Lapière Denis et Pellejero Ruben: Un peu de fumée bleue

„Un peu de fumée bleue“ de Denis Lapière et Ruben Pellejero, fruit d’une première collaboration, est un pur moment d’émotion qui, on l’espère, ouvrira d’autres opus à ce couple inattendu de la bande dessinée.

Denis Lapière et Ruben Pellejero, "Un peu de fumée bleue", éd. Dupuis, coll. Aire libre.

Un peu de fumée bleue

Si l’on connaît bien Denis Lapière dans le monde de la BD francophone – scénariste de Mauro Caldi, „La Saison des anguilles“ -, il en va autrement de Ruben Pellejero, plus discret, mais dont on connaît le très beau „Silence de Malka“ (Casterman).

„Un peu de fumée bleue“ nous transporte dans un univers triste et sans espoir, près d’une auberge, au bord d’une route que l’on surnomme „la route des dames“ parce que c’est à cet endroit que passent et repassent les camions qui transportent les prisonniers politiques vers les chambres de tortures. La route est tortueuse et ralentit suffisamment la progression des convois pour que les épouses puissent apercevoir ces hommes à qui elles crient leur espoir.

L’action se situe dans la Tchécoslovaquie des années 80. Entre réalisme cru et poésie, Lapière et Pellejero ont mis l’accent sur l’amour; celui que la fille de l’auberge, Laura, éprouve pour un prisonnier inconnu de tous. Elle parvient à lui transmettre des cigarettes roulées dans lesquelles sont écrits des poèmes de Tristan Corbière. Pas une scène de torture n’est dessinée. Pellejero et Lapière ont estimé qu’il était plus perturbant encore de ne pas montrer ces scènes. Mais on ressent le climat oppressant et la peur dans le regard des prisonniers.

A la libération du pays, ces deux êtres se retrouveront, non pas pour un „happy end“, mais pour le début d’une nouvelle descente aux enfers; celle de Luwdig, l’ex-prisonnier dont la vie est bouleversée par les séquelles psychologiques des tortures qu’il a subies.

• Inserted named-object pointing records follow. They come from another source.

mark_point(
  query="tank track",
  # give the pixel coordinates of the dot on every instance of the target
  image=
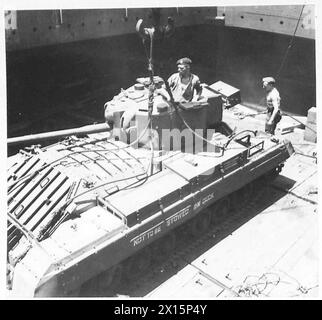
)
(188, 244)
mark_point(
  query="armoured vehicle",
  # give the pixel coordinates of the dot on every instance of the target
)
(100, 205)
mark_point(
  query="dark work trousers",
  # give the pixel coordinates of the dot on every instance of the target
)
(270, 128)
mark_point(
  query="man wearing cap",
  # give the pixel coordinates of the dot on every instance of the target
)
(184, 84)
(273, 104)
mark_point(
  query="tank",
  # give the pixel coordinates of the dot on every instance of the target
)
(99, 202)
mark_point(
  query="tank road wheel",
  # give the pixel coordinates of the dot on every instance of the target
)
(110, 279)
(164, 247)
(200, 223)
(220, 210)
(138, 263)
(241, 197)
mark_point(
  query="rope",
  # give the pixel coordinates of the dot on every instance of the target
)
(289, 45)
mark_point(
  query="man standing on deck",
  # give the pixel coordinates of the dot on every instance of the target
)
(273, 105)
(184, 85)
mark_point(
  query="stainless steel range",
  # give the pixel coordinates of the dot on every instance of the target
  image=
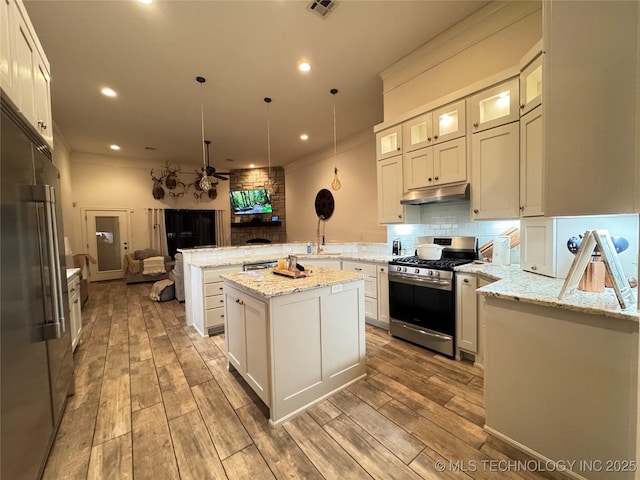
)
(422, 294)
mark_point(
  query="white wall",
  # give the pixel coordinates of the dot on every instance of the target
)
(485, 43)
(103, 182)
(62, 161)
(355, 217)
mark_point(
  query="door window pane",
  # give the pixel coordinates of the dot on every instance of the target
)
(108, 243)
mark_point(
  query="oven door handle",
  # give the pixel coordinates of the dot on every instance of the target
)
(428, 282)
(423, 331)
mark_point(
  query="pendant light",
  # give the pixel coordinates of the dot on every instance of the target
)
(269, 185)
(206, 182)
(336, 184)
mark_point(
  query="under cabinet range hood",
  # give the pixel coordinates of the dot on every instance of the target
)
(436, 194)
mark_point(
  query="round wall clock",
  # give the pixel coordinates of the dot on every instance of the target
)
(324, 204)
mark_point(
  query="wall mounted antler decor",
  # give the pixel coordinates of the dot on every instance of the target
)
(169, 179)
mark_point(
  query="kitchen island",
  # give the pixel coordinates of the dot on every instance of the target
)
(560, 374)
(295, 340)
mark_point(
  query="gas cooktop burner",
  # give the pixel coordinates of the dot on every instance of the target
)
(442, 264)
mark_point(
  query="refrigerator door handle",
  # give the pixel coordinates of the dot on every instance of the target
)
(56, 326)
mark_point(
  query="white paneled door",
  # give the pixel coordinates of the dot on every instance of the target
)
(106, 236)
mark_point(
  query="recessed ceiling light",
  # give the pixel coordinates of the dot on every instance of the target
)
(108, 92)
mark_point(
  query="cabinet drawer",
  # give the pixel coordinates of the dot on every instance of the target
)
(214, 301)
(213, 289)
(214, 317)
(366, 268)
(213, 275)
(371, 287)
(370, 308)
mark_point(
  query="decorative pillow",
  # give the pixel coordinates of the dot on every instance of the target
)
(146, 253)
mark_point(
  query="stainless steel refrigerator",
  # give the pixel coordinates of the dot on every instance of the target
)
(36, 363)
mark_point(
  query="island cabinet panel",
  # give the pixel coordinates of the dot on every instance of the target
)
(296, 349)
(246, 339)
(562, 384)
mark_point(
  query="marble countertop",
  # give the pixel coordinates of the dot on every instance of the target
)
(515, 284)
(268, 284)
(222, 262)
(72, 272)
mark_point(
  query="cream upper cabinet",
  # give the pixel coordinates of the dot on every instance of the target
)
(418, 169)
(495, 106)
(531, 164)
(24, 69)
(494, 170)
(450, 162)
(389, 142)
(417, 133)
(449, 122)
(390, 210)
(531, 85)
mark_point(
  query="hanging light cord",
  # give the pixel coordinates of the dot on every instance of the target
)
(201, 80)
(268, 101)
(335, 148)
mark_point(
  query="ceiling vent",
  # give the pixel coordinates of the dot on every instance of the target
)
(322, 7)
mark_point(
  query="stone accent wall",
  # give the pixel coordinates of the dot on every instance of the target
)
(251, 179)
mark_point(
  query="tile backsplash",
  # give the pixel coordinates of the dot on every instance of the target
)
(447, 219)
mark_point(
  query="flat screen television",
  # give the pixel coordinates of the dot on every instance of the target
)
(250, 201)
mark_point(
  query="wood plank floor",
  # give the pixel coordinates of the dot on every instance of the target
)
(154, 400)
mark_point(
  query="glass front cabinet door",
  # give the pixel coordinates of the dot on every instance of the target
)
(495, 106)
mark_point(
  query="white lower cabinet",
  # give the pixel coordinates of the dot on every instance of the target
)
(294, 350)
(207, 298)
(246, 335)
(470, 317)
(75, 310)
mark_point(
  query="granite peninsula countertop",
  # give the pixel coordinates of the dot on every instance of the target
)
(515, 284)
(273, 257)
(268, 284)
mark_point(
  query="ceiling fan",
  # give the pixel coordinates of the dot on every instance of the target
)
(211, 171)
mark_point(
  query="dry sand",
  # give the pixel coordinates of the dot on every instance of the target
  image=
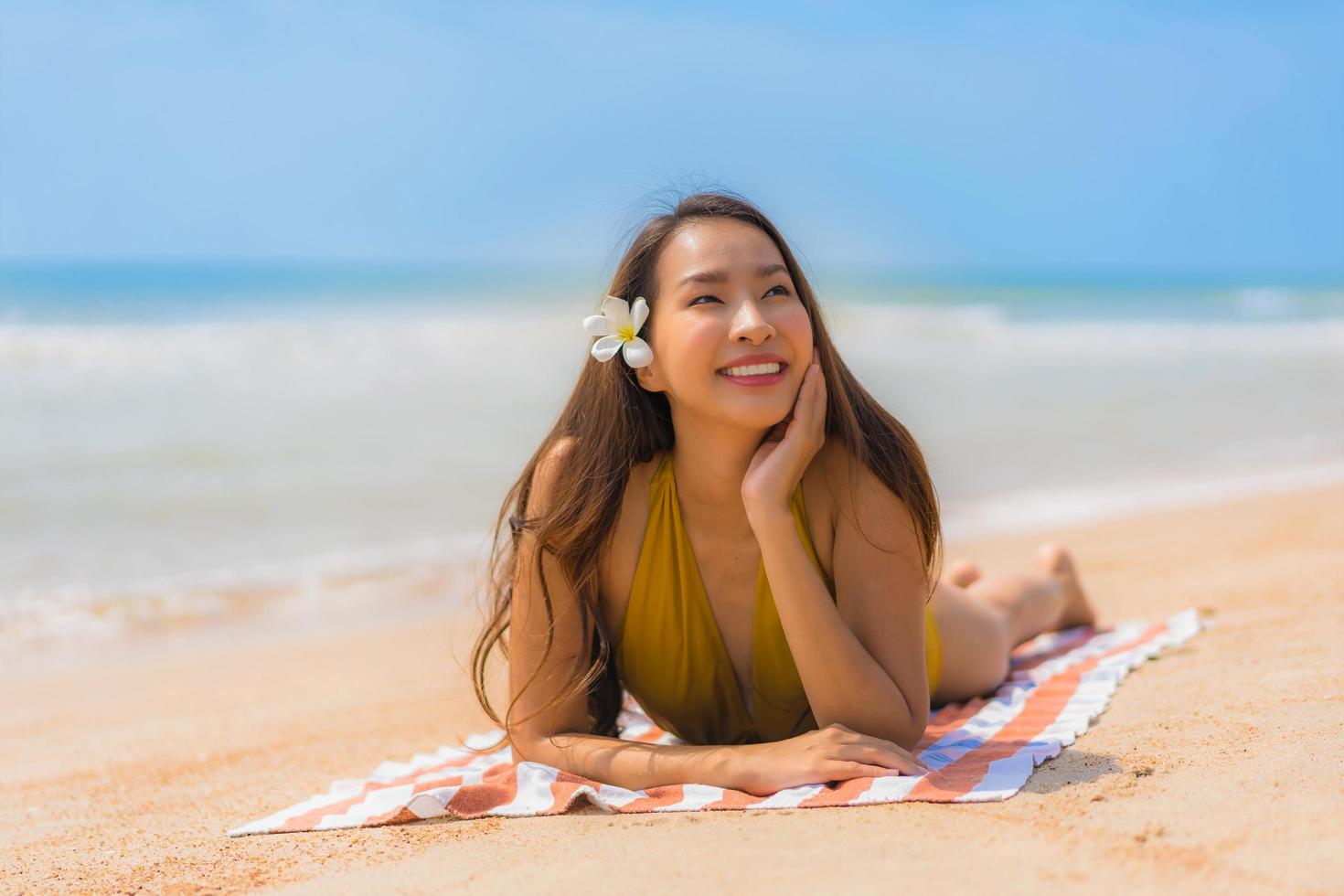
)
(1217, 766)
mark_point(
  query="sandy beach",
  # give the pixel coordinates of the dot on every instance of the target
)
(1218, 766)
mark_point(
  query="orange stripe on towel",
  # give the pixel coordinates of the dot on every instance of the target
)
(1041, 709)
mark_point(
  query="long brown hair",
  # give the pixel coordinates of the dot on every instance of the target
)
(615, 423)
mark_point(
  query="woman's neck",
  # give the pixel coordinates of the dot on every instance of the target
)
(709, 463)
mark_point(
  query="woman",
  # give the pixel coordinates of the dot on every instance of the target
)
(726, 524)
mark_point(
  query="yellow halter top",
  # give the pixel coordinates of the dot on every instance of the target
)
(671, 655)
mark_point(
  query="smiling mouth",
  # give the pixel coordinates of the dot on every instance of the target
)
(754, 374)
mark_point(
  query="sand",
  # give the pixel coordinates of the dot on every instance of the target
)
(1217, 766)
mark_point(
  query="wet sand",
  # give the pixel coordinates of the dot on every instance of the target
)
(1217, 766)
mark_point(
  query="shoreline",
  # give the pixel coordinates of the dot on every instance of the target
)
(217, 602)
(126, 769)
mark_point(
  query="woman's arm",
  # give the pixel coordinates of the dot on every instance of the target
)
(558, 736)
(859, 656)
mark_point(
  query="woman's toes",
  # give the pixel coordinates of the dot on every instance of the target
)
(1055, 559)
(963, 572)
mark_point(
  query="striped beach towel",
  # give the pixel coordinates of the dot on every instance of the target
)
(980, 752)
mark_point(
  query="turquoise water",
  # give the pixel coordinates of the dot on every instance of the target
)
(174, 430)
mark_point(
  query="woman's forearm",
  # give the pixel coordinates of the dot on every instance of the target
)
(632, 764)
(840, 677)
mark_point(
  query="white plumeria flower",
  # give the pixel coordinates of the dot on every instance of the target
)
(617, 325)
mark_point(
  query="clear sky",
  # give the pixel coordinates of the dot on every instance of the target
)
(1014, 136)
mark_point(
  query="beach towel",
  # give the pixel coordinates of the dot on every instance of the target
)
(980, 752)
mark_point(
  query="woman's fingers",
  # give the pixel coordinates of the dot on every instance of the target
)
(840, 770)
(875, 750)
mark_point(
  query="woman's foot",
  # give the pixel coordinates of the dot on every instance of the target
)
(961, 572)
(1054, 559)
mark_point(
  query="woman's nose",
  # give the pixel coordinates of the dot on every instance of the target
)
(749, 323)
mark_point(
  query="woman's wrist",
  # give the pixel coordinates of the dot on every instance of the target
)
(729, 766)
(769, 521)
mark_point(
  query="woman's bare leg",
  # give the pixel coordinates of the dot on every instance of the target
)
(983, 621)
(1047, 600)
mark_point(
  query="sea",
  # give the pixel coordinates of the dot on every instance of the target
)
(180, 437)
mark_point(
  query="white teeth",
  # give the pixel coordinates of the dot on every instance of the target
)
(752, 369)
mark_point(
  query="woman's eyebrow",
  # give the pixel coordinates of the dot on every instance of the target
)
(722, 277)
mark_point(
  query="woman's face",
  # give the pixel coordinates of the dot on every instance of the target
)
(723, 297)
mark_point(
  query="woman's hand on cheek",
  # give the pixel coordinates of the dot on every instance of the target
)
(786, 450)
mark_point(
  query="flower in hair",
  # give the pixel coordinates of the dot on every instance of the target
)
(617, 325)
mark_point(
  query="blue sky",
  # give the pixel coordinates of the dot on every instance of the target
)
(1040, 136)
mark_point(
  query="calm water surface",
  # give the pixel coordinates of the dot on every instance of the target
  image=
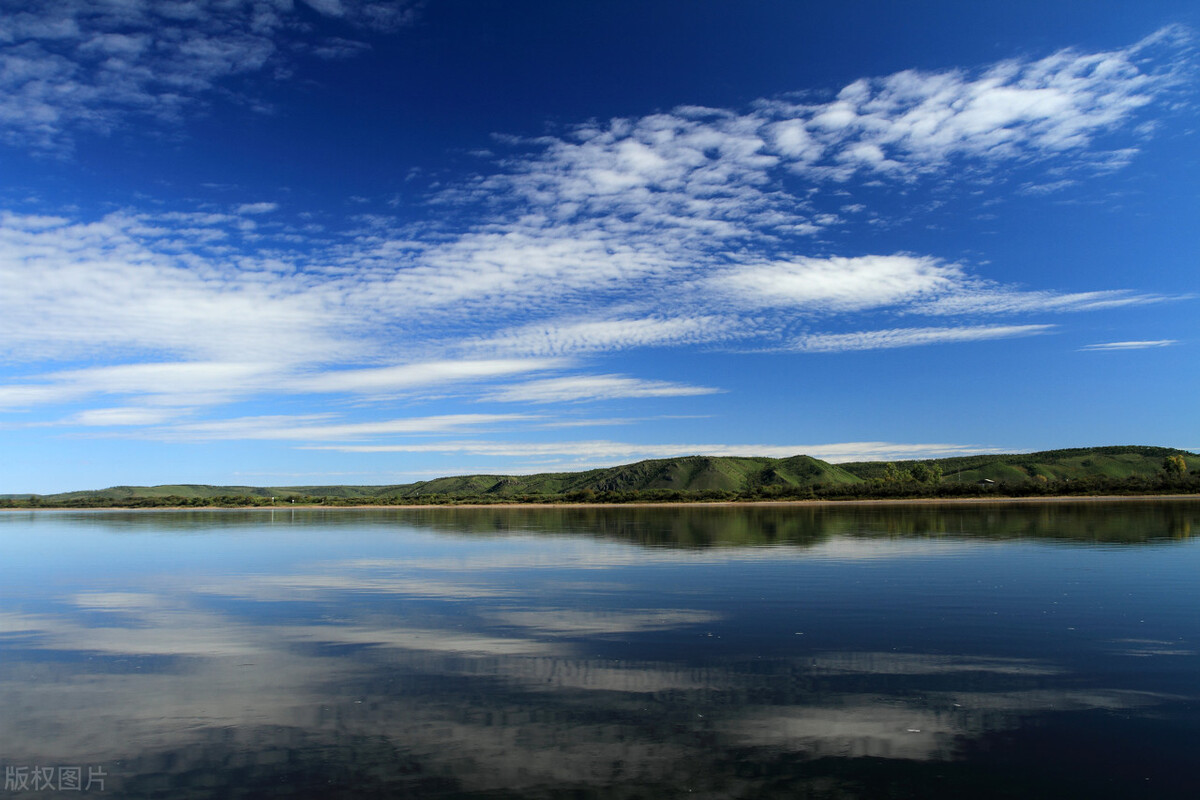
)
(883, 651)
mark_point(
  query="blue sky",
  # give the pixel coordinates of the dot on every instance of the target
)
(282, 242)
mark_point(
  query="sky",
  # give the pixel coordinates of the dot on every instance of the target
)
(280, 242)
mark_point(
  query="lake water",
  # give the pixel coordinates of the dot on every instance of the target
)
(775, 651)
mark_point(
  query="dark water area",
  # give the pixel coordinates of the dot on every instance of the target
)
(1026, 650)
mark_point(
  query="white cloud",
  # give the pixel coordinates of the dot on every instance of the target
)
(593, 388)
(839, 283)
(257, 208)
(1131, 346)
(76, 65)
(607, 335)
(899, 337)
(979, 298)
(319, 427)
(613, 235)
(209, 383)
(605, 453)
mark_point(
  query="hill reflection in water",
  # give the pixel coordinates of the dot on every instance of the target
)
(1048, 650)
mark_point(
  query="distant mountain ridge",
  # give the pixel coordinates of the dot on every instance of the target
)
(697, 474)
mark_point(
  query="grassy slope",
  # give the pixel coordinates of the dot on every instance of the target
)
(1054, 464)
(700, 474)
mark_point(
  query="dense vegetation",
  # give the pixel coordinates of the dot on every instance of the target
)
(1084, 471)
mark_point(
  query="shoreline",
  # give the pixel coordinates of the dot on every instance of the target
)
(681, 504)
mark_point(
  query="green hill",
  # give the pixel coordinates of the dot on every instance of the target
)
(702, 477)
(1078, 464)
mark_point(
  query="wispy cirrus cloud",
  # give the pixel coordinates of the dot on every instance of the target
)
(72, 66)
(605, 452)
(689, 227)
(1129, 346)
(899, 337)
(213, 383)
(593, 388)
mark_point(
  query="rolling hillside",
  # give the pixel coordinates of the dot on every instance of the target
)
(1114, 463)
(693, 475)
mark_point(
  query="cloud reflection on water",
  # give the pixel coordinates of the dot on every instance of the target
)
(455, 665)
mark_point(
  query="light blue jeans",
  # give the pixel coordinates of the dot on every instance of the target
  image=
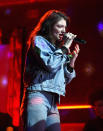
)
(41, 112)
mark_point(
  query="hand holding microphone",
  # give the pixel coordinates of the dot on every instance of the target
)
(68, 39)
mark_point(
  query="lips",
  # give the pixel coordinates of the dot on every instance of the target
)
(61, 36)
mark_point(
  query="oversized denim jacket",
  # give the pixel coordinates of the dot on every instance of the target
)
(46, 68)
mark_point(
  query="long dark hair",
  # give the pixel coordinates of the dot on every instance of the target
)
(45, 25)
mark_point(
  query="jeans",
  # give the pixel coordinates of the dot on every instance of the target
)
(41, 112)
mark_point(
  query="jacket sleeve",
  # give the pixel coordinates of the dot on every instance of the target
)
(52, 58)
(69, 75)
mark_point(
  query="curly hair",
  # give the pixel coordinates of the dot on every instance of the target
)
(45, 25)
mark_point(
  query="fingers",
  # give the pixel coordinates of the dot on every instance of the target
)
(70, 35)
(76, 50)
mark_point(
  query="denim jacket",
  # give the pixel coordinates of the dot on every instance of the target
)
(46, 68)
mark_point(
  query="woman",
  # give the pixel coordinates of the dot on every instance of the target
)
(48, 69)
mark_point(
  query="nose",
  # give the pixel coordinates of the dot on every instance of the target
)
(63, 30)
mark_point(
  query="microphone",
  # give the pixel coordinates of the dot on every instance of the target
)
(76, 39)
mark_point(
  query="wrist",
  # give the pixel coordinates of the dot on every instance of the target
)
(64, 50)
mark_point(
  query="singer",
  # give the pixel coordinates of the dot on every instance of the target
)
(48, 68)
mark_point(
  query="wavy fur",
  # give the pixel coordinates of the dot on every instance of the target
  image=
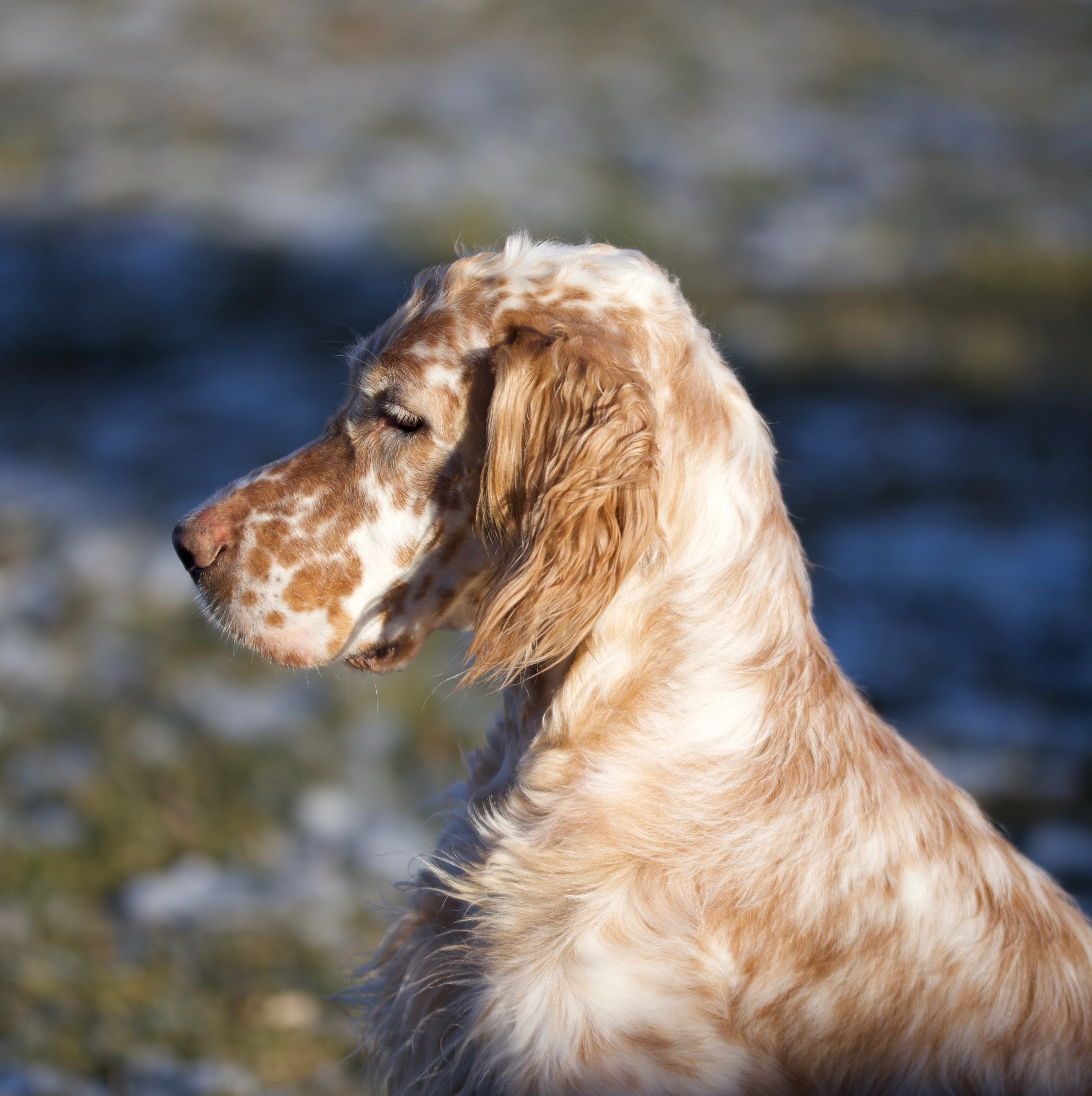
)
(689, 859)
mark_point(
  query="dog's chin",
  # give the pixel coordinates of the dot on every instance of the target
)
(385, 658)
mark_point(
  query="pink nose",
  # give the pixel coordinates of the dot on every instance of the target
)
(199, 541)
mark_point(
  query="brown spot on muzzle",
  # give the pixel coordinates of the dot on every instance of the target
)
(297, 516)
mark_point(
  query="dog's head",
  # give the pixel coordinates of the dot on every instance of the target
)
(493, 469)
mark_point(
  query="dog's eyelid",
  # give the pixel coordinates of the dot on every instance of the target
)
(401, 417)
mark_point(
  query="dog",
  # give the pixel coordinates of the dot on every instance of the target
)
(689, 859)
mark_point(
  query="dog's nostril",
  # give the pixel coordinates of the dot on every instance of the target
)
(178, 538)
(198, 546)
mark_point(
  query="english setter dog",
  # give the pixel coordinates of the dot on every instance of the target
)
(689, 859)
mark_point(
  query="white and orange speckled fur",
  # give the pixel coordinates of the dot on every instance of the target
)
(689, 859)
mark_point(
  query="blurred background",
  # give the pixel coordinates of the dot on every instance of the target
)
(882, 208)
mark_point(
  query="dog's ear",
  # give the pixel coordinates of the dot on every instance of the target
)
(568, 495)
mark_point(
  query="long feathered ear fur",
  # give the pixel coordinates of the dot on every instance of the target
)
(568, 495)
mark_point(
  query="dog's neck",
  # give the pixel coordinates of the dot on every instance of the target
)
(714, 624)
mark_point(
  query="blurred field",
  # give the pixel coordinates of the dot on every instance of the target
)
(884, 212)
(895, 189)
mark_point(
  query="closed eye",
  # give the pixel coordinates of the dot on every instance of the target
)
(399, 418)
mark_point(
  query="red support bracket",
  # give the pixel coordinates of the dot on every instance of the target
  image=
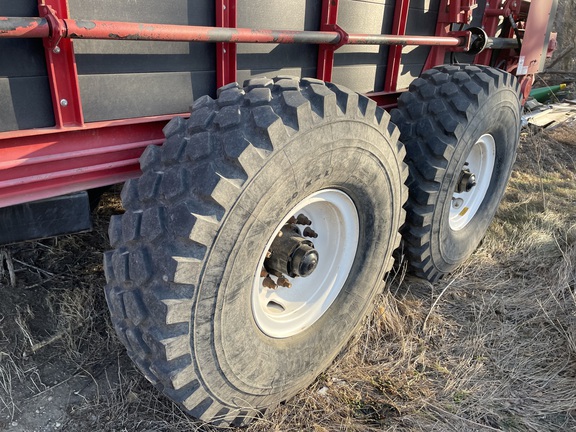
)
(226, 59)
(326, 51)
(395, 51)
(61, 65)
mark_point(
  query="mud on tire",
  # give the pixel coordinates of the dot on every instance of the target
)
(187, 252)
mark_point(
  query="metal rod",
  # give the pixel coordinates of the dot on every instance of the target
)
(88, 29)
(502, 43)
(360, 39)
(24, 27)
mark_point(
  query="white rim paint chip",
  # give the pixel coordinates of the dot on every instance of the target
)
(285, 312)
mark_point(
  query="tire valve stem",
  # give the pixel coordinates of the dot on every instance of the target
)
(309, 232)
(284, 282)
(303, 220)
(268, 283)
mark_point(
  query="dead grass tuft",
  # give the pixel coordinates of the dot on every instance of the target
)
(490, 348)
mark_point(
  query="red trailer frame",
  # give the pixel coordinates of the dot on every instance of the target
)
(74, 155)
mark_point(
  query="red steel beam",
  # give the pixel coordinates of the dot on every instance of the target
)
(395, 51)
(61, 66)
(226, 60)
(325, 51)
(24, 27)
(42, 163)
(112, 30)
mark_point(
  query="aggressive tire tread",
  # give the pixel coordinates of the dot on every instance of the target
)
(432, 117)
(151, 290)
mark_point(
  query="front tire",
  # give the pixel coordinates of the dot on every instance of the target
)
(461, 126)
(192, 289)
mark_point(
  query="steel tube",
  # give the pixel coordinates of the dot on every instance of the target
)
(83, 29)
(24, 27)
(502, 43)
(90, 29)
(360, 39)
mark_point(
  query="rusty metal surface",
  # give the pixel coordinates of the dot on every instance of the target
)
(91, 29)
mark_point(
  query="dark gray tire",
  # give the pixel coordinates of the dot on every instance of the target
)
(187, 249)
(442, 119)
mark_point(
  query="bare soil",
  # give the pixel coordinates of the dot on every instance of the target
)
(491, 347)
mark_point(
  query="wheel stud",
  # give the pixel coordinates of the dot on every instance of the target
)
(284, 282)
(268, 283)
(303, 220)
(309, 232)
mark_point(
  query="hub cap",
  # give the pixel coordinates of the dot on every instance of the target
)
(284, 304)
(473, 182)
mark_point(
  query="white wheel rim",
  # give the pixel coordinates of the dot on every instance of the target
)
(285, 312)
(480, 160)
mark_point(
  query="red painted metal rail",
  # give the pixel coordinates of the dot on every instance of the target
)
(90, 29)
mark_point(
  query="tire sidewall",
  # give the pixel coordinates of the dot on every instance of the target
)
(229, 346)
(499, 117)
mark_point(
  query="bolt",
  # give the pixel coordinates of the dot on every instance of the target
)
(303, 220)
(309, 232)
(268, 283)
(282, 281)
(457, 203)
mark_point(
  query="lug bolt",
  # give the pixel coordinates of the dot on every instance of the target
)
(282, 281)
(268, 283)
(309, 232)
(303, 220)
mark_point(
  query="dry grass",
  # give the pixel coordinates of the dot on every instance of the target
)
(492, 347)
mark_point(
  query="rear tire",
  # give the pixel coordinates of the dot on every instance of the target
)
(453, 118)
(185, 288)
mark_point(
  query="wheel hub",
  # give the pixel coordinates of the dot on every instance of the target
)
(292, 287)
(291, 254)
(473, 182)
(466, 181)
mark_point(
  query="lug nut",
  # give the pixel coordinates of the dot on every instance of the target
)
(268, 283)
(309, 232)
(303, 220)
(282, 281)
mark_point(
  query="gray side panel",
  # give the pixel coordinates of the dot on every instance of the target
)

Denis Lapière agence son scénario comme un récit, celui de Laura qui se confie à un photographe de passage dans sa ville, quelques années après les faits. Bien que l’histoire ait pour toile de fond une période politique délicate, l’accent est mis, avant tout, sur les sentiments de souffrance et d’amour souvent mêlés et poussés à leurs extrêmes. L’album donne une impression de torpeur, d’intemporel, aidé en cela par le dessin tout en nuances et en rondeurs du catalan, Ruben Pellejero. Denis Lapière ne s’y est pas trompé en lui proposant son scénario: „Le dessin de Ruben me rappelle celui de Stassen et Bailly. Il ne cherche pas à réaliser un tableau à chaque case, même si ses planches sont magnifiques. La beauté de son dessin passe par la mise en scène, par les sentiments que son trait transmet au lecteur.“ Lors de la conception de „Un peu de fumée bleue“, les deux compères n’ont jamais communiqué par l’oral puisqu’ils ne parlent pas la même langue. Ils s’entendaient grâce aux talents de traductrice de la femme de Pellejero, en s’envoyant des fax. C’est dire si ces deux hommes ont su trouver la parfaite longueur d’onde, celle qui se passe du langage.

Séverine Rossewy vit à Bruxelles, elle est correspondante pour le journal „Le matin“.